Making sure that only one request is processed at a time and other requests incoming are discarded

Question

I have a goroutine, let's call it goProcessor, which processes requests coming in from other goroutines.

goProcessor can only process one request at a time. If a requests, let's call it req2, comes in while goProcessor is still processing the previous req1 request, req2 has to be discarded and will be simply lost.

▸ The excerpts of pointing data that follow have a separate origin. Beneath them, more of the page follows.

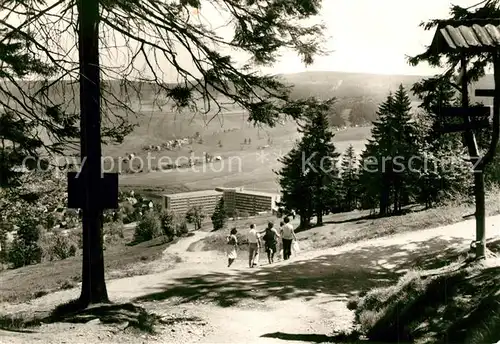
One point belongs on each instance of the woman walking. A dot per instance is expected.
(270, 238)
(231, 250)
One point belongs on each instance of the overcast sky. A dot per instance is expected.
(375, 35)
(370, 36)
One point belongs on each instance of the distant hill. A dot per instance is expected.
(359, 94)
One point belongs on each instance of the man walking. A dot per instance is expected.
(288, 235)
(253, 246)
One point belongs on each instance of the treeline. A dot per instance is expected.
(406, 161)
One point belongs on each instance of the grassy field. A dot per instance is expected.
(121, 260)
(242, 165)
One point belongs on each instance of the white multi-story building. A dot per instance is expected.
(180, 203)
(248, 201)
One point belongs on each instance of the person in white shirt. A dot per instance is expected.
(253, 246)
(288, 235)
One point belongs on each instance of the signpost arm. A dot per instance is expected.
(478, 174)
(488, 157)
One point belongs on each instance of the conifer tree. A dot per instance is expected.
(295, 187)
(349, 179)
(314, 160)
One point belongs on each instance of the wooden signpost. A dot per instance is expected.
(480, 114)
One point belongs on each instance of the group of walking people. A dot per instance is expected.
(270, 236)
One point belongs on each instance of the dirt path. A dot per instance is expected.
(300, 299)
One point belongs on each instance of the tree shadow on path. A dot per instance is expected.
(341, 275)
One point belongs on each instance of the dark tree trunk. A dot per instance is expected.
(93, 281)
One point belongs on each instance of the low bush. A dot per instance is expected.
(148, 228)
(25, 249)
(60, 247)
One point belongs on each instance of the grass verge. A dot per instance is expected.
(458, 303)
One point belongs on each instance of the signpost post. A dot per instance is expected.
(90, 190)
(468, 38)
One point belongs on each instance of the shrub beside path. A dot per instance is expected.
(300, 299)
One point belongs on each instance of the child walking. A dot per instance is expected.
(231, 251)
(270, 238)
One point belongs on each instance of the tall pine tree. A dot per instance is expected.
(349, 180)
(320, 157)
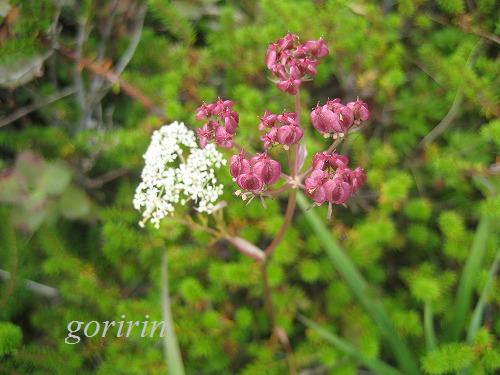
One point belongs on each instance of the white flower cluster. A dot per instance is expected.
(168, 178)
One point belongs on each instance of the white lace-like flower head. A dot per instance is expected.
(168, 178)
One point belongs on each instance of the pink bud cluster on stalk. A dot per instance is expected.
(281, 129)
(335, 118)
(292, 62)
(254, 174)
(329, 179)
(221, 125)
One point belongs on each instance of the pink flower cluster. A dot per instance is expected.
(221, 125)
(335, 117)
(291, 61)
(281, 129)
(331, 180)
(256, 174)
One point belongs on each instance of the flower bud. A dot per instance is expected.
(204, 134)
(268, 170)
(231, 123)
(271, 55)
(238, 165)
(325, 121)
(270, 138)
(357, 178)
(250, 182)
(337, 191)
(289, 134)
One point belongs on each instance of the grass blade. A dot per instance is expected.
(171, 346)
(430, 335)
(477, 315)
(373, 364)
(469, 279)
(359, 288)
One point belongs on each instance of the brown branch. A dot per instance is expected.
(21, 112)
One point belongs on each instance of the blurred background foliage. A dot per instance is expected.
(84, 83)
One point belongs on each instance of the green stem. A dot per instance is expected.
(430, 335)
(377, 366)
(171, 346)
(469, 279)
(477, 315)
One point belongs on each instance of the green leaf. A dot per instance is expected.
(172, 351)
(359, 288)
(469, 279)
(448, 358)
(373, 364)
(74, 203)
(55, 178)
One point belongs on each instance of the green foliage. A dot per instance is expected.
(10, 338)
(448, 358)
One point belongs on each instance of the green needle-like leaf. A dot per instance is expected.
(172, 351)
(373, 364)
(360, 290)
(469, 279)
(477, 316)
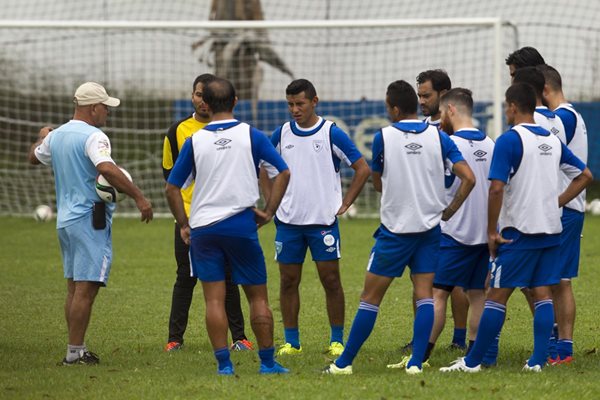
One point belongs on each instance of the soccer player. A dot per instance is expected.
(409, 162)
(524, 224)
(314, 148)
(431, 85)
(222, 227)
(77, 152)
(524, 57)
(572, 217)
(464, 256)
(183, 289)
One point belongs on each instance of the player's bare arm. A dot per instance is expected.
(576, 186)
(278, 190)
(361, 174)
(41, 136)
(467, 182)
(496, 195)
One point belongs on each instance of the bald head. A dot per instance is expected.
(219, 95)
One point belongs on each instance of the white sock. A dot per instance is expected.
(74, 352)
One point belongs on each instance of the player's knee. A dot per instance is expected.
(185, 281)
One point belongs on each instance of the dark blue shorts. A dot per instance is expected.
(464, 266)
(209, 253)
(392, 252)
(292, 241)
(570, 243)
(525, 268)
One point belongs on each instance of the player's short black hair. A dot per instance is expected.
(219, 95)
(525, 57)
(298, 86)
(460, 96)
(551, 76)
(402, 95)
(532, 76)
(523, 96)
(204, 79)
(438, 77)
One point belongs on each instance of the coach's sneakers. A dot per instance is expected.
(333, 369)
(459, 365)
(457, 347)
(275, 369)
(241, 345)
(404, 362)
(228, 370)
(173, 346)
(407, 348)
(288, 349)
(534, 368)
(85, 358)
(335, 349)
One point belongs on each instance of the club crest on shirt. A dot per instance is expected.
(317, 145)
(329, 240)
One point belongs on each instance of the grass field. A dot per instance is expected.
(129, 329)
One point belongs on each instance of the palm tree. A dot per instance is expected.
(237, 55)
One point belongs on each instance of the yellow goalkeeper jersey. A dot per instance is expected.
(176, 136)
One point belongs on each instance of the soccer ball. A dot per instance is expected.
(43, 213)
(595, 207)
(352, 211)
(107, 192)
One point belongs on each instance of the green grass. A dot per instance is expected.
(129, 329)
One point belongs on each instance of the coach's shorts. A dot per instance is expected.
(210, 253)
(392, 252)
(464, 266)
(86, 252)
(570, 243)
(525, 268)
(291, 242)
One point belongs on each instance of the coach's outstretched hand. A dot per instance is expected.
(145, 207)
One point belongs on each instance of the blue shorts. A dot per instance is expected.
(209, 253)
(392, 252)
(292, 241)
(86, 252)
(570, 243)
(525, 268)
(464, 266)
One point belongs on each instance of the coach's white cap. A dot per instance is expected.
(94, 93)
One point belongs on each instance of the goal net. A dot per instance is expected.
(151, 67)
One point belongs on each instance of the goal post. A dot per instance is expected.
(151, 65)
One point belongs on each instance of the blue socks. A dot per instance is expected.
(565, 348)
(490, 325)
(292, 336)
(543, 320)
(266, 357)
(460, 336)
(337, 334)
(363, 324)
(421, 331)
(552, 343)
(222, 356)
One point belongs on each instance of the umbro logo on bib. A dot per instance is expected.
(545, 149)
(479, 154)
(222, 143)
(413, 147)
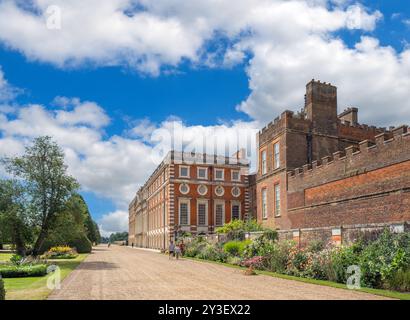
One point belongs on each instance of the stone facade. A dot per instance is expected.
(192, 193)
(320, 175)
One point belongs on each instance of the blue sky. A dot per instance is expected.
(228, 71)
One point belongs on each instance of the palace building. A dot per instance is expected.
(189, 192)
(320, 175)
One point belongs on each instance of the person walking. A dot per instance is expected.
(182, 247)
(177, 251)
(171, 249)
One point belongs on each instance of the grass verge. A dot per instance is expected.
(35, 288)
(4, 257)
(379, 292)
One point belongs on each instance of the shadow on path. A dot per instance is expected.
(98, 265)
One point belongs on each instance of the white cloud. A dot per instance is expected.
(112, 222)
(289, 42)
(7, 92)
(113, 167)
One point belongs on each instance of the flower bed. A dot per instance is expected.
(61, 252)
(21, 271)
(383, 263)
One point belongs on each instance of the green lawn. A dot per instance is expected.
(5, 257)
(35, 288)
(380, 292)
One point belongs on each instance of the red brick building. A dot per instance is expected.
(324, 175)
(192, 193)
(320, 174)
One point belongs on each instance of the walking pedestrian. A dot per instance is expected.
(177, 251)
(171, 249)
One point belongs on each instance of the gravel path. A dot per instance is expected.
(123, 273)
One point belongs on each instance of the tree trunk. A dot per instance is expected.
(18, 241)
(39, 243)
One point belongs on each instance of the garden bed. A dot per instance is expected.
(383, 263)
(14, 271)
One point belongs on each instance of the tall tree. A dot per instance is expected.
(46, 181)
(14, 223)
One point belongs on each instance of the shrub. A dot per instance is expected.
(316, 246)
(269, 234)
(82, 244)
(2, 290)
(254, 263)
(399, 281)
(61, 252)
(13, 271)
(384, 257)
(236, 229)
(277, 256)
(236, 248)
(16, 259)
(195, 247)
(234, 260)
(297, 262)
(212, 252)
(341, 259)
(319, 264)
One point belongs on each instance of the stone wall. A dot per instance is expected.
(370, 184)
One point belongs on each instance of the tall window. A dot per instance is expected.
(183, 171)
(263, 162)
(219, 174)
(202, 214)
(276, 155)
(236, 215)
(235, 175)
(219, 214)
(183, 213)
(277, 200)
(264, 204)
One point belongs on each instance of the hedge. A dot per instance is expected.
(12, 271)
(81, 244)
(2, 290)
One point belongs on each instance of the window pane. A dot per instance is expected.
(183, 209)
(219, 174)
(264, 204)
(202, 173)
(263, 162)
(235, 175)
(277, 155)
(184, 172)
(219, 215)
(235, 212)
(277, 199)
(202, 214)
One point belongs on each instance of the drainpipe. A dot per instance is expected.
(164, 214)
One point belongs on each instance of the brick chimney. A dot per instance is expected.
(351, 115)
(321, 107)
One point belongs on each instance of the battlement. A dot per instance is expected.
(365, 127)
(287, 119)
(388, 143)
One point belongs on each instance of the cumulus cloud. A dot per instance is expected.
(284, 43)
(112, 222)
(289, 43)
(113, 167)
(7, 92)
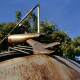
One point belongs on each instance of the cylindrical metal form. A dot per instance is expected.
(19, 38)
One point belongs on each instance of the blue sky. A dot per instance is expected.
(65, 13)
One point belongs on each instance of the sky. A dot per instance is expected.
(65, 13)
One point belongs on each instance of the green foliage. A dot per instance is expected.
(18, 16)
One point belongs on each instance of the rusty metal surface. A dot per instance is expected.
(19, 38)
(39, 67)
(51, 44)
(38, 48)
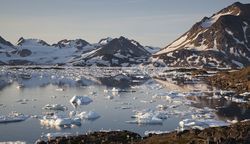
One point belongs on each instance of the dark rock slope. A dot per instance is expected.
(222, 40)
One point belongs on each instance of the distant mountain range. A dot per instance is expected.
(107, 52)
(222, 40)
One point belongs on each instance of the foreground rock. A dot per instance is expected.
(221, 40)
(112, 137)
(236, 133)
(238, 81)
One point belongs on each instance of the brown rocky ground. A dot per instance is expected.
(113, 137)
(237, 133)
(238, 81)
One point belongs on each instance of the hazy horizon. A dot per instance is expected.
(151, 23)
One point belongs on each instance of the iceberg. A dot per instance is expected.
(80, 100)
(56, 107)
(91, 115)
(13, 117)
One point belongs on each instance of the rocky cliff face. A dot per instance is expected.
(116, 52)
(108, 52)
(222, 40)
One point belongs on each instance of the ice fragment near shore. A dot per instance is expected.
(13, 117)
(80, 100)
(55, 107)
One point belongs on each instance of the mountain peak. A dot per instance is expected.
(78, 43)
(220, 40)
(22, 41)
(4, 42)
(105, 40)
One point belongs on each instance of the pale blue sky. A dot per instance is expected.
(151, 22)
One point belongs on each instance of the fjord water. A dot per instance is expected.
(42, 88)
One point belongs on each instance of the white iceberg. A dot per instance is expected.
(200, 124)
(13, 117)
(155, 132)
(55, 107)
(91, 115)
(80, 100)
(57, 134)
(59, 121)
(146, 118)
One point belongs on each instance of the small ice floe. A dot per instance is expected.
(60, 89)
(147, 133)
(115, 89)
(105, 91)
(20, 86)
(22, 101)
(55, 121)
(232, 121)
(200, 123)
(13, 142)
(13, 117)
(147, 118)
(235, 99)
(161, 107)
(166, 96)
(91, 115)
(92, 93)
(80, 100)
(56, 107)
(109, 97)
(57, 134)
(245, 94)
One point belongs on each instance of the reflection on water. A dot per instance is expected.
(117, 94)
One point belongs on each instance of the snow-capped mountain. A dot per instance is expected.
(38, 52)
(108, 52)
(115, 52)
(5, 45)
(78, 43)
(222, 40)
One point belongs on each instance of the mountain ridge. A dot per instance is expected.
(222, 40)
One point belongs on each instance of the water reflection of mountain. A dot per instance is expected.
(225, 109)
(123, 81)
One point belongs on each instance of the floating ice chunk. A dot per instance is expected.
(59, 121)
(72, 113)
(92, 93)
(58, 134)
(109, 97)
(146, 118)
(115, 89)
(200, 124)
(20, 86)
(13, 142)
(55, 107)
(13, 117)
(161, 107)
(80, 100)
(62, 121)
(245, 94)
(155, 132)
(60, 89)
(91, 115)
(232, 121)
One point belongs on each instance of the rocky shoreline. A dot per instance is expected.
(235, 133)
(238, 80)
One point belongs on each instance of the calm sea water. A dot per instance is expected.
(114, 112)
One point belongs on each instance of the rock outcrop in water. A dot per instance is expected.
(236, 133)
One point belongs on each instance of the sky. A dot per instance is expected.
(150, 22)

I have implemented such logic using an unbuffered channel and the select statement, but I am not sure whether there could be a simpler more elegant way to accomplish what I want. A simple example of my solution is this

var c = make(chan string)

func main() {

    goRequest := func(request string, delay int) {
        time.Sleep(time.Duration(delay) * time.Second)
        fmt.Printf("Here I am request %v\n", request)
        select {
        case c <- request:
            fmt.Printf("%v sent\n", request)
        default:
            fmt.Printf("%v discarded\n", request)
        }
    }

    goProcessor := func() {
        for {
            msg := <-c
            fmt.Println("received", msg)
            time.Sleep(3 * time.Second)
            fmt.Println("processed", msg)
        }
    }

    go goRequest("First req", 1)
    go goRequest("Second req", 2)
    go goRequest("Third req", 5)
    go goProcessor()

    time.Sleep(10 * time.Second)

    fmt.Println("Main has finished")
}

Answer 1

What you did is perfectly fine and clean. Only thing you could simplify on it is to use for range in goProcessor() like this:

for msg := range c {
    // ...
}

but other than that it's idiomatic.

A "TryLock" might come to mind to use here. There is no "TryLock" in the standard lib (there are 3rd party libs for that), but using it isn't simpler or more idiomatic in your case, you have to check if TryLock() returns true, and you have to unlock it. And you still need a channel to send the results to the processor, so your solution is simpler and cleaner.